I used to drink two big bottles of water a day — I had one of those reusable glass bottles wrapped in rubber to make it "shatter proof." Well, almost. 

I was doing a little dance, trying to make my husband laugh, in the soap aisle of the drugstore. My limbs betrayed me and the bottle went flying and shattered. 

Unable to find that glass bottle again in Japan (it's the only one I've found that doesn't smell), I gave up and am just trying to regulate my liquid intake through normal cups and mugs. It isn't working. 

My game plan was to always keep my giant mug full, either with tea or water. (I've temporarily given up my precious coffee because I've found that if I'm finishing up my second or third cup by mid afternoon, I'm jittery well into the night. So tea it is.)

But just like with eating, I get so sucked in to what I'm working on, I ignore the cup altogether. I need one of those beer helmets with straws going into my mouth from both sides, only with water. 

I try to make up for my dehydration at night, when I make my dinner, but gulping down all that water in a couple short hours makes me nauseous. Plus I usually want an adult beverage at night. Which brings me to . . .

Whiskey Into Wine, Wine Into Sleepytime Tea

I haven't been sleeping well. 

I've always struggled with insomnia, but since the beginning of the year, it's been the worst ever. I'll go entire nights in a row without getting much or any sleep. 

Sadly, I've found that that the adult beverage I used to look forward to at the end of the day seems to be part of the problem. 

My drink of choice used to be whiskey. Until I noticed that if I drank my glass of whiskey even a couple hours before bed, I couldn't sleep. So I switched to wine. Which was a little better, but the quality of my sleep was still crappy. 

So I gave up all alcoholic drinking for three weeks. And my sleep pattern slowly started creeping back to a good place. All the stuff about insomnia I've read says that alcohol impairs sleep, and that if you want quality sleep you have to give up the booze. But forever? 

I've begun incorporating a glass or two of wine back into my weekly schedule, and I've noticed that on the days I drink, my sleep is a little off but not unmanageable. 
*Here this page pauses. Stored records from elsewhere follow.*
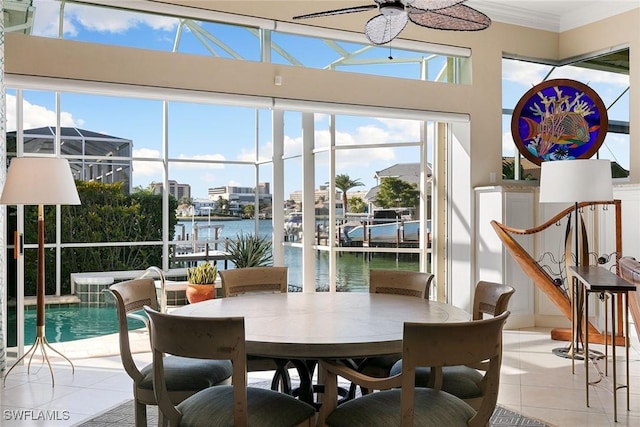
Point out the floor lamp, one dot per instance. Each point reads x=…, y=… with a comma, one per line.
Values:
x=575, y=181
x=39, y=181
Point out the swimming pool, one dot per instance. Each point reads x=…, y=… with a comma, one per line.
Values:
x=74, y=323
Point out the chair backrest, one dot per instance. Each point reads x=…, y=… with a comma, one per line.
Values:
x=450, y=344
x=399, y=282
x=201, y=338
x=491, y=298
x=253, y=279
x=132, y=296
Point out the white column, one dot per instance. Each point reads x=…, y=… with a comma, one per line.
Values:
x=308, y=205
x=277, y=191
x=3, y=209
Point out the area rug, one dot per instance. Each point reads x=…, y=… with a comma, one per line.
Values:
x=122, y=416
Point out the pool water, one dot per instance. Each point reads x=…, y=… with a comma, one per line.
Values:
x=75, y=323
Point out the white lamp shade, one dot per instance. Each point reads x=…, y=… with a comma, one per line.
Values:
x=574, y=181
x=39, y=181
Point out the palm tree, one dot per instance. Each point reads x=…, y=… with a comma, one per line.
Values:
x=344, y=183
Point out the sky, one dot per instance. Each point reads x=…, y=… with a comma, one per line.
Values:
x=212, y=132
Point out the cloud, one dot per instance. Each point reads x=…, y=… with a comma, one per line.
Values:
x=101, y=19
x=530, y=74
x=36, y=116
x=202, y=157
x=143, y=168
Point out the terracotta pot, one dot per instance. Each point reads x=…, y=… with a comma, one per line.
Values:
x=196, y=293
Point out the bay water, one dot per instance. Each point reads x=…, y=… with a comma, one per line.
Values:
x=352, y=267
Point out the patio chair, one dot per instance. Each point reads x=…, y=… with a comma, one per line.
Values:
x=463, y=381
x=254, y=280
x=424, y=344
x=184, y=377
x=396, y=282
x=226, y=405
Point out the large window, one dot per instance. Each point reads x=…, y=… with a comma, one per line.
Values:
x=607, y=75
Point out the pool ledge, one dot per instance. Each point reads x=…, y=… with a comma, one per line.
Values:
x=53, y=300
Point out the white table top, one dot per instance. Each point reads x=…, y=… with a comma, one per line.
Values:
x=325, y=324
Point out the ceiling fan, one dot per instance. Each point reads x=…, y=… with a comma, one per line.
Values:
x=395, y=14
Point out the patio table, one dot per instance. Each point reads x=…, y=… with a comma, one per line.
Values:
x=324, y=325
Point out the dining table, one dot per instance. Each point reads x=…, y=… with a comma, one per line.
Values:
x=303, y=327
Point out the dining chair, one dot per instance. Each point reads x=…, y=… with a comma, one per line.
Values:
x=465, y=381
x=400, y=402
x=224, y=405
x=255, y=280
x=396, y=282
x=184, y=377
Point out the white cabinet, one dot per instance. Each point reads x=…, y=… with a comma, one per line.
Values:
x=512, y=206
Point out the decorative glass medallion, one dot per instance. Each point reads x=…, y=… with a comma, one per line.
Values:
x=559, y=119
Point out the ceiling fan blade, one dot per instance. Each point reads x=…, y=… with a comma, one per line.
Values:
x=337, y=11
x=382, y=29
x=454, y=18
x=431, y=4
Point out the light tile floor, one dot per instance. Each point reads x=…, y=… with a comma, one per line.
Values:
x=534, y=382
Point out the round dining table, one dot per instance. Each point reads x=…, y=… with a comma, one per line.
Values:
x=324, y=325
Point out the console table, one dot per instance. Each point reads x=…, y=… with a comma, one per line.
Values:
x=600, y=280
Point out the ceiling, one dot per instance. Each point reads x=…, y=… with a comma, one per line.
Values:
x=552, y=15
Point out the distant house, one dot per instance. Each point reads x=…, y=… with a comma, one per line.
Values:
x=409, y=172
x=80, y=145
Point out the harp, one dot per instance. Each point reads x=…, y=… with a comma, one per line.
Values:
x=548, y=284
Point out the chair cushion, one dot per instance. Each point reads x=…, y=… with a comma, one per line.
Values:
x=461, y=381
x=433, y=408
x=265, y=408
x=184, y=373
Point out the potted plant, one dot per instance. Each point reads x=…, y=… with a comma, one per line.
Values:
x=201, y=280
x=250, y=250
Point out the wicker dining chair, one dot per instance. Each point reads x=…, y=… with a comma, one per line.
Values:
x=240, y=281
x=225, y=405
x=184, y=377
x=465, y=381
x=253, y=279
x=401, y=402
x=395, y=282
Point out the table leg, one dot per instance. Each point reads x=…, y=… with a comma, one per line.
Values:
x=585, y=330
x=626, y=341
x=305, y=370
x=613, y=352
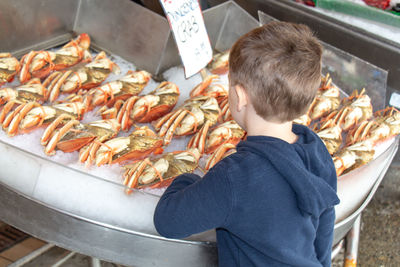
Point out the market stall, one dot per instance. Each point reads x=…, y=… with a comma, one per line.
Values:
x=86, y=210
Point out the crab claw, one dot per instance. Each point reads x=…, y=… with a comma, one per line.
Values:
x=219, y=154
x=199, y=89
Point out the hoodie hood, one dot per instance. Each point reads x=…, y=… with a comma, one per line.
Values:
x=306, y=165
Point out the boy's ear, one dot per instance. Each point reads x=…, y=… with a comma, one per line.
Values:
x=241, y=97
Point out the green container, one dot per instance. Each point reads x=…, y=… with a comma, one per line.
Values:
x=366, y=12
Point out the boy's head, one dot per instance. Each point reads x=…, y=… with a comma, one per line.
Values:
x=279, y=67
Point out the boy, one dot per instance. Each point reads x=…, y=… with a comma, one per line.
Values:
x=271, y=202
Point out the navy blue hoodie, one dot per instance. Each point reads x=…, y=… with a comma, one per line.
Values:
x=272, y=203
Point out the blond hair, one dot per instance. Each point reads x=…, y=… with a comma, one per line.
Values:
x=279, y=66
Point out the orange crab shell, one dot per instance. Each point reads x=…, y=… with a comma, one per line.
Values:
x=74, y=145
x=153, y=114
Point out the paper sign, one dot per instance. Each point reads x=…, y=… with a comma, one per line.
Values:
x=395, y=100
x=187, y=24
As much as I want to fix this all-time-record insomnia I'm experiencing (I'm the gal who can take a big dose of Nyquil and stay wide awake), I'm curious if for ME, at MY AGE (egads) drinking can't be a regular indulgence?

Salty Salty Salt

This one's pretty straight forward. I like my food salty. If I don't put salt on something, I like to put salty condiments on it. I have almost no sweet tooth. It's a baby tooth. 

Problem is, I like extreme flavors. Very salty, very spicy, very sour. A lot of the foods I prepare at home "need" to be salty for me to get excited about them. But it's not exactly helping my hydration.

I've tried salt substitutes or substituting other strong flavors like pepper or sesame oil, but I always end up reaching for the salt. And since Japan loves salty foods too (hello grocery aisle devoted to the salted, preserved fish I desire), part of me just wants to go with the local flow. I suspect I'm slowly mummifying myself. 

So what eating habits are you working on? Do you share any of my "bad habits"? How are you attempting to change them? 

Tell me what's cooking, fellow humans!